With this latest update of BlueCat DNS Edge, we begin to provide a graphical view of important data with the beta release of DNS Insights. This includes policies, policy actions, threat indicators, protocols, query types, response codes, sites, namespaces, query volume by source IPs and query volume by domain count.
What DNS queries will tell you
Query Types: Unusually high TXT or NULL query types can indicate activity that warrants additional investigation. This investigation involves reviewing those query types to understand the context and source IP they’re originating from. TXT queries are often used to exfiltrate data since the query type itself has a larger character limit than others. NULL query types at unusually high volumes can indicate a DDoS attack from a compromised endpoint.
Response Codes: Query responses such as SERVFAIL or NXDOMAIN can indicate a misconfiguration – for example, an application on a client device looking up an incorrect domain name. NXDOMAIN errors can also be generated from domain-generating algorithms (DGA) on an infected client device. Spikes in these response codes are often the first signs of bigger problems.
Sites: Unusually high volume of traffic to a particular site can indicate load balancing problems. Addressing these issue may require adjusting anycast configurations, deploying additional DNS Edge service points, or other changes. If the site has a low volume of client devices, it may indicate a compromised endpoint that is worth investigating.
Today, looking deeper into these findings is easily achieved by adjusting the command line within DNS Edge. The additional visibility provided by the DNS Insights tab is just the starting point of what’s to come in future releases.
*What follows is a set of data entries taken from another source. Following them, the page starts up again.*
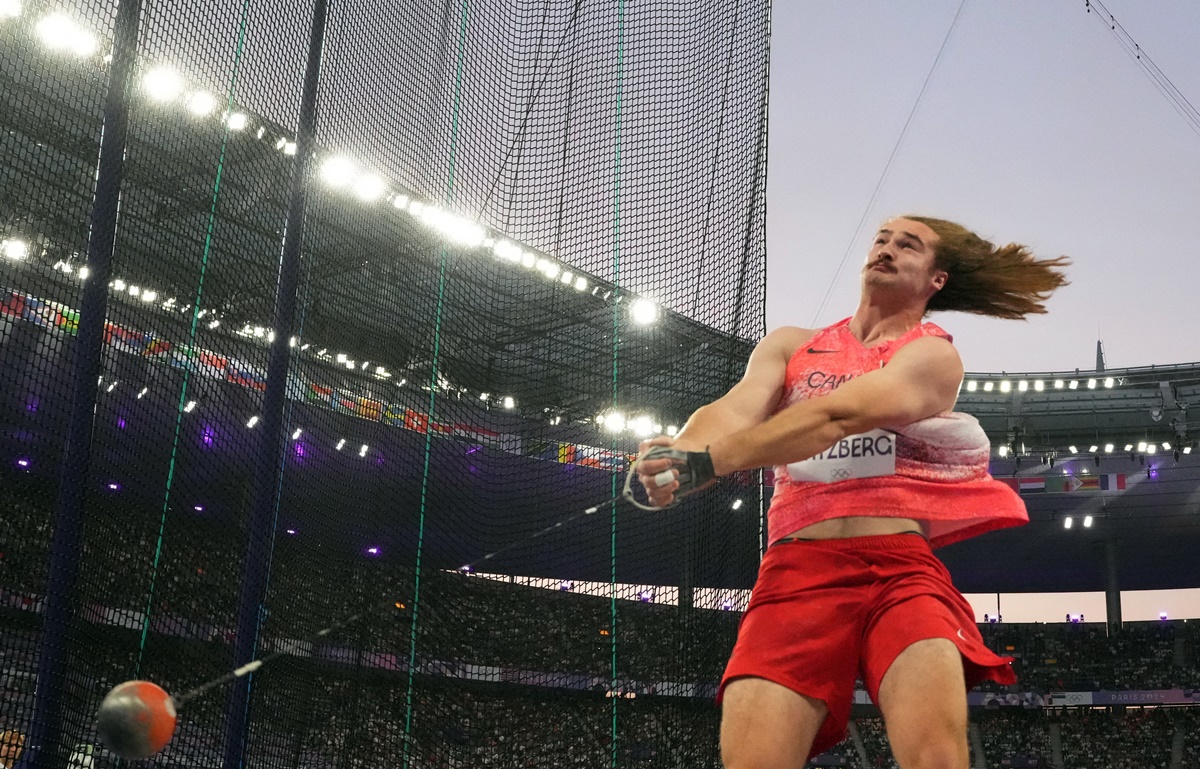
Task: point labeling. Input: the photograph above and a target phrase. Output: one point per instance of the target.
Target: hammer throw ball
(136, 720)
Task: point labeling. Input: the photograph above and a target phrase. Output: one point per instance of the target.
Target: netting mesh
(307, 308)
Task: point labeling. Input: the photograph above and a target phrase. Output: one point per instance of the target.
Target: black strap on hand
(695, 470)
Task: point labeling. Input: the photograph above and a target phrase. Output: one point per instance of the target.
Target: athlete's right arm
(750, 402)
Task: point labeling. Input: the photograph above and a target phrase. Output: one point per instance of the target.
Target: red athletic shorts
(826, 612)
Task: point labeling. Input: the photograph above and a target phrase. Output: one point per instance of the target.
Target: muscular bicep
(756, 396)
(921, 380)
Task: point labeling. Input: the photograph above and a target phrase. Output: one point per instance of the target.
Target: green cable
(433, 390)
(616, 343)
(191, 342)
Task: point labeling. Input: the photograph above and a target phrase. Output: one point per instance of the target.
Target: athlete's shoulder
(785, 341)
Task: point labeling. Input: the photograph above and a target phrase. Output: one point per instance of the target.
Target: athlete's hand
(648, 472)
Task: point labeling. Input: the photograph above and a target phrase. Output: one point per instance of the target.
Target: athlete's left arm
(922, 379)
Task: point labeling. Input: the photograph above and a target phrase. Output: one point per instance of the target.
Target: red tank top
(934, 470)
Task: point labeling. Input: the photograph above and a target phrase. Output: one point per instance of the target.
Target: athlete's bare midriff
(859, 526)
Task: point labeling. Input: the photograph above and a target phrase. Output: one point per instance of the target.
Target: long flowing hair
(989, 280)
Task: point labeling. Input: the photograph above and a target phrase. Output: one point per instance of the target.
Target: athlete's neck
(876, 323)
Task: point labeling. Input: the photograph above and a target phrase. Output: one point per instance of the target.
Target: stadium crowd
(354, 701)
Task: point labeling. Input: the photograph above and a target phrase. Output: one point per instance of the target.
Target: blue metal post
(268, 460)
(45, 745)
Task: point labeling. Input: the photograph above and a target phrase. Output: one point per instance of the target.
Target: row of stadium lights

Service Point Fleet Management
DNS Edge provides critical visibility and control of DNS on your network writ large. With this release, we are delivering additional visibility into Service Points from within your cloud console. “Service Point Fleet Management”, allows users to navigate to /servicepoints from the command line or click on the hyperlinked Service Point within the site window.

Within a site, users can easily view all Service Points and their connection status.

Native Threat Intelligence Integration
BlueCat Threat Protection™ is a curated source of threat intelligence feeds updated regularly with findings and sources from BlueCat threat analysts. This threat intelligence includes command and control (C2) domains, ransomware, botnets and other malware types. With this release, BlueCat customers with a subscription to Threat Protection can apply feeds to a policy natively available from within their Edge Instance. Users select the appropriate threat feed domain list and create block, redirect or monitor policies to take action.